Also in 1998, Crummey published a collection of short stories, Flesh and Blood, all of which take place in the fictional mining community of Black Rock, which strongly resembles Buchans. That year Crummey was nominated for the Journey Prize.

Crummey returned to St. John's in 2001. In that year, he published his debut novel, River Thieves. River Thieves details the contact and conflict between European settlers and the last of the Beothuk in the early 19th century, including the capture of Demasduit. The book became a Canadian bestseller, and won the Thomas Head Raddall Award, the Winterset Award for Excellence in Newfoundland Writing, and the Atlantic Independent Booksellers' Choice Award. It was also shortlisted for the Giller Prize, the Commonwealth Writers' Prize, the Books in Canada First Novel Award, and was long-listed for the International Dublin Literary Award.
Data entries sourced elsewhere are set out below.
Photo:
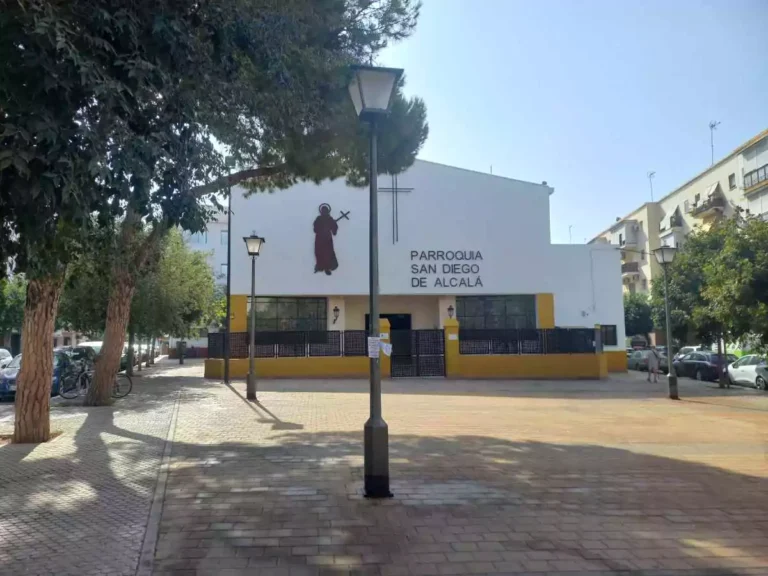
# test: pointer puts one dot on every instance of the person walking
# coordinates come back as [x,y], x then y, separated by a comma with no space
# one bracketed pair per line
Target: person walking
[653,364]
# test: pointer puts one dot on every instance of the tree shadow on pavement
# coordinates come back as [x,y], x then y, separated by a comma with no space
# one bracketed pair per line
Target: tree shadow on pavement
[516,506]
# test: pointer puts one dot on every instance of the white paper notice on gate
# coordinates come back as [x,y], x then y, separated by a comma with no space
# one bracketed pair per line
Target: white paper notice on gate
[373,346]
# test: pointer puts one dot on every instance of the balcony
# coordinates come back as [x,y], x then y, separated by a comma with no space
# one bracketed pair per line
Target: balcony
[630,271]
[755,180]
[671,224]
[709,206]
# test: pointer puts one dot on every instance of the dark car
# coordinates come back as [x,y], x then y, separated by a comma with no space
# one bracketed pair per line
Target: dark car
[61,364]
[703,365]
[638,360]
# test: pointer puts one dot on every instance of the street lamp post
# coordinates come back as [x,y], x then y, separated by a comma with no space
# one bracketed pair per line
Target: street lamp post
[371,90]
[253,245]
[665,255]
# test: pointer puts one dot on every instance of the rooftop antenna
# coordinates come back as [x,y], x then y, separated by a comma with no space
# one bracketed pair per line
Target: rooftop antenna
[712,127]
[651,175]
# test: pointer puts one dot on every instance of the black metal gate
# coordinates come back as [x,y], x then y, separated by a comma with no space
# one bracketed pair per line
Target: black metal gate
[417,353]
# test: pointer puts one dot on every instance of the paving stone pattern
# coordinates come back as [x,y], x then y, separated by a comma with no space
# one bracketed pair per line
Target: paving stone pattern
[79,504]
[489,478]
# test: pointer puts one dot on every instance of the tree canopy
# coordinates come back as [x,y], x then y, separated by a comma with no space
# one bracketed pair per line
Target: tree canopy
[718,283]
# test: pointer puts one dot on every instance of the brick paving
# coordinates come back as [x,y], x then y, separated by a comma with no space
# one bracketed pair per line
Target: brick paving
[556,478]
[79,504]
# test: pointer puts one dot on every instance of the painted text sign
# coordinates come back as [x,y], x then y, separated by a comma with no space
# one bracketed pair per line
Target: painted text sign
[446,269]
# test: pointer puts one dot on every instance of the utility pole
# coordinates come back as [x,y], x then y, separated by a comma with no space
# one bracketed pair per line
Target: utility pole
[651,175]
[712,127]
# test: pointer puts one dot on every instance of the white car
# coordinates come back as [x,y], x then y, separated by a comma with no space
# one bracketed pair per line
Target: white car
[5,357]
[745,371]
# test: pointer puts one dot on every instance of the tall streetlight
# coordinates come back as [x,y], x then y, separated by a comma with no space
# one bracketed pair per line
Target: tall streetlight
[253,245]
[664,256]
[371,89]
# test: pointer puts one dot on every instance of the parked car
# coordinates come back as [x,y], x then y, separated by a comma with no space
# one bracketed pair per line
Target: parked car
[95,346]
[5,357]
[749,370]
[61,363]
[638,360]
[687,350]
[702,365]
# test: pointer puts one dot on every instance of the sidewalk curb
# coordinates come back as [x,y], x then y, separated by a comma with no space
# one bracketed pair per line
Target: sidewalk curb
[147,556]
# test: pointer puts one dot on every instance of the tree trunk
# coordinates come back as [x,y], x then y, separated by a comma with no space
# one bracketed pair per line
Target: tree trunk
[108,360]
[720,359]
[131,357]
[33,392]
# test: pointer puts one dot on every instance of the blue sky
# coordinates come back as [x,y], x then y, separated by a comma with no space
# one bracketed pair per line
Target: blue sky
[588,95]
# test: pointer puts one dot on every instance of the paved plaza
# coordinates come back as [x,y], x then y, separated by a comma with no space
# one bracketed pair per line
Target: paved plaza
[489,478]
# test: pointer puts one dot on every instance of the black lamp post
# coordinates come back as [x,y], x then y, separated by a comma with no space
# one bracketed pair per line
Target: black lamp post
[665,255]
[253,245]
[371,90]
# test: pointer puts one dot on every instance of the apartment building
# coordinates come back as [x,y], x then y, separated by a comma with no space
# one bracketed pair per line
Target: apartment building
[738,181]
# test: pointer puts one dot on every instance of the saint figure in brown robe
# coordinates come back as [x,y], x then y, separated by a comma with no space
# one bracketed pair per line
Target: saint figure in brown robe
[325,229]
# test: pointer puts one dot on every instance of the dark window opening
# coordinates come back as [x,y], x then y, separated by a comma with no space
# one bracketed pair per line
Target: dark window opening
[513,311]
[285,314]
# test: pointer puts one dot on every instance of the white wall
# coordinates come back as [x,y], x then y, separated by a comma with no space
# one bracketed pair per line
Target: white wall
[587,287]
[450,209]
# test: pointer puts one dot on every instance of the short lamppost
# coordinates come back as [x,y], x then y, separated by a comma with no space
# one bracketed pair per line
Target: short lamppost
[253,245]
[371,89]
[664,256]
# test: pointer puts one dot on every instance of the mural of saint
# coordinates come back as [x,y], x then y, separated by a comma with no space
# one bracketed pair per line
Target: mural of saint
[325,229]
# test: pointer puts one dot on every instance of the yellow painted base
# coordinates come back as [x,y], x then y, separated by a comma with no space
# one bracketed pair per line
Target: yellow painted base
[314,367]
[550,366]
[617,360]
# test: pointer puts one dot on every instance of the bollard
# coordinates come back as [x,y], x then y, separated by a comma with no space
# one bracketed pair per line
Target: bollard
[181,348]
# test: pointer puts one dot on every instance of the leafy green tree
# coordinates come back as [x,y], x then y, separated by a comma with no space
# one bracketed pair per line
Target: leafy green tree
[110,111]
[271,87]
[637,315]
[736,289]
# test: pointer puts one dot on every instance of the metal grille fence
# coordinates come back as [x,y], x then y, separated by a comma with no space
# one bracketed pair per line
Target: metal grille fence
[417,353]
[290,344]
[527,341]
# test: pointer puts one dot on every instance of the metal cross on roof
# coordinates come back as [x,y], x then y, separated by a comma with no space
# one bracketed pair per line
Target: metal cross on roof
[395,190]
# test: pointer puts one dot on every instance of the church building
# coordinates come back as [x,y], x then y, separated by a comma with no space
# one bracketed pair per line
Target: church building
[453,243]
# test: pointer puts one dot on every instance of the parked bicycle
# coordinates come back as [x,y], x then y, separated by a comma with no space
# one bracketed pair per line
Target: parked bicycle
[77,383]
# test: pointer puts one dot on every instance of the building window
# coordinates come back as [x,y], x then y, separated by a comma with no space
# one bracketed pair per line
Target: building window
[608,332]
[513,311]
[289,314]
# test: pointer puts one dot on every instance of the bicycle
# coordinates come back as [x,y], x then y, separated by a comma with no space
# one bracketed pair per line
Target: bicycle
[69,389]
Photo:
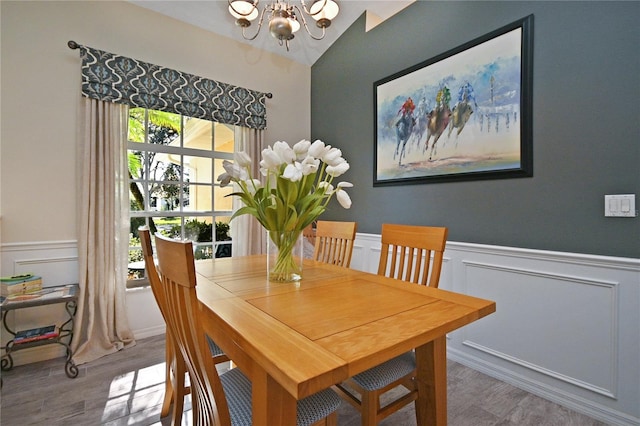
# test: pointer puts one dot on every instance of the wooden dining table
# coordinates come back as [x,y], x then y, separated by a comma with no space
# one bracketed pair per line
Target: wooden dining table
[295,339]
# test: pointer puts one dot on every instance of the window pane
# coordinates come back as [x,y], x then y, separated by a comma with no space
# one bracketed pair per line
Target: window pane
[223,138]
[198,169]
[166,167]
[223,236]
[199,229]
[164,128]
[172,183]
[197,133]
[136,129]
[221,202]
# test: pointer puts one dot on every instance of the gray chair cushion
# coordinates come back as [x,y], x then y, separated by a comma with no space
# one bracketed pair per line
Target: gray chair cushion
[238,392]
[387,372]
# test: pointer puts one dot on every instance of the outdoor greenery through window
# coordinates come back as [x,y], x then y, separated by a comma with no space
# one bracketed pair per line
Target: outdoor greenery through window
[173,161]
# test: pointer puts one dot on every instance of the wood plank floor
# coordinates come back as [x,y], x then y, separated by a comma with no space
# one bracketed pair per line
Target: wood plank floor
[126,388]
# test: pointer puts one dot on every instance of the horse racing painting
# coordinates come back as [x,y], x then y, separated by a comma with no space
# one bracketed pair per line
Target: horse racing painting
[463,115]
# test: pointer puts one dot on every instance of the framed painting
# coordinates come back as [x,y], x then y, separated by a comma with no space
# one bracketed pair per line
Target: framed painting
[462,115]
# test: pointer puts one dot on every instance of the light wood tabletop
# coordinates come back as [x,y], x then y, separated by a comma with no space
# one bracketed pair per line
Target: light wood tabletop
[295,339]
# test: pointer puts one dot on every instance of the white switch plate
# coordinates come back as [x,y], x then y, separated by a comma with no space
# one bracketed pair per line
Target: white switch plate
[622,205]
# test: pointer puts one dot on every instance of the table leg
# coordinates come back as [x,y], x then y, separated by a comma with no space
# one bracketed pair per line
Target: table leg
[431,406]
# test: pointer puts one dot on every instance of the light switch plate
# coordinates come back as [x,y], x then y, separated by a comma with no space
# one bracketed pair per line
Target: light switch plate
[621,205]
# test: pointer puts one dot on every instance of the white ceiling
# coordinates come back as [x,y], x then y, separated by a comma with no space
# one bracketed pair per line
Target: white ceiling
[213,16]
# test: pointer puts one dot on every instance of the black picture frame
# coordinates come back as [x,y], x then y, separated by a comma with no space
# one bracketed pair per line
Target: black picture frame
[474,101]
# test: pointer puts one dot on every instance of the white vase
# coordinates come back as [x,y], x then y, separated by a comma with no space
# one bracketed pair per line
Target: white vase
[284,256]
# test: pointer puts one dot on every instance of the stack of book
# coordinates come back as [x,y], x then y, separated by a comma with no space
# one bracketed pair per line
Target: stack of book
[20,284]
[31,335]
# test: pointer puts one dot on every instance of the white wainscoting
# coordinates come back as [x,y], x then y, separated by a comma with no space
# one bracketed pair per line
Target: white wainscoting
[567,326]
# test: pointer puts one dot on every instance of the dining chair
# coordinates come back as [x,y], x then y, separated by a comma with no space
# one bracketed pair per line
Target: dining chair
[217,399]
[176,387]
[405,255]
[334,242]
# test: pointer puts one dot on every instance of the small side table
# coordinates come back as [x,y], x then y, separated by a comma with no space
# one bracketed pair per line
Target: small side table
[67,294]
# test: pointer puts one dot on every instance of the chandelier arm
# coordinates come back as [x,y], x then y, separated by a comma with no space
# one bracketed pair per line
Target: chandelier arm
[255,6]
[306,27]
[304,7]
[259,27]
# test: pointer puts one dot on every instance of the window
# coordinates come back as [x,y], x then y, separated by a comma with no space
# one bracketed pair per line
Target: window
[173,164]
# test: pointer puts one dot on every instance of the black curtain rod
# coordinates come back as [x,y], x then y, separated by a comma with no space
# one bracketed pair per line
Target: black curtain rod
[73,45]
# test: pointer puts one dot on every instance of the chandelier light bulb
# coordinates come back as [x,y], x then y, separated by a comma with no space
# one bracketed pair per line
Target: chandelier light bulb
[280,25]
[242,9]
[284,17]
[324,9]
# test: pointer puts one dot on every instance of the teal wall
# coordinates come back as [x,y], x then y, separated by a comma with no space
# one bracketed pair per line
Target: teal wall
[586,125]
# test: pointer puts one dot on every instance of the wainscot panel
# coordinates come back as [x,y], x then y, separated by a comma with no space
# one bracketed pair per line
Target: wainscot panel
[565,328]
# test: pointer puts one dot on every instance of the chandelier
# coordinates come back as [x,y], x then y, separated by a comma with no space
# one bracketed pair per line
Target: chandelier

Crummy's second novel, The Wreckage was published in 2005; the story of young Newfoundland soldier Wish Fury and his beloved Sadie Parsons during and after World War II, it was longlisted for the 2007 IMPAC Award. His third novel Galore, was published in 2009. Galore won a Commonwealth Writers Prize, and was shortlisted for the 2011 IMPAC Award.

Crummey continued to write prose and poetry with themes related to Newfoundland and Labrador. The poems and prose in Hard Light are inspired by the stories of his father and other relatives.

Crummey also researched and wrote the 2014 National Film Board of Canada multimedia short film 54 Hours on the 1914 Newfoundland Sealing Disaster, co-directed by Paton Francis and Bruce Alcock. His 2014 novel, Sweetland, was nominated for a Governor General's Award.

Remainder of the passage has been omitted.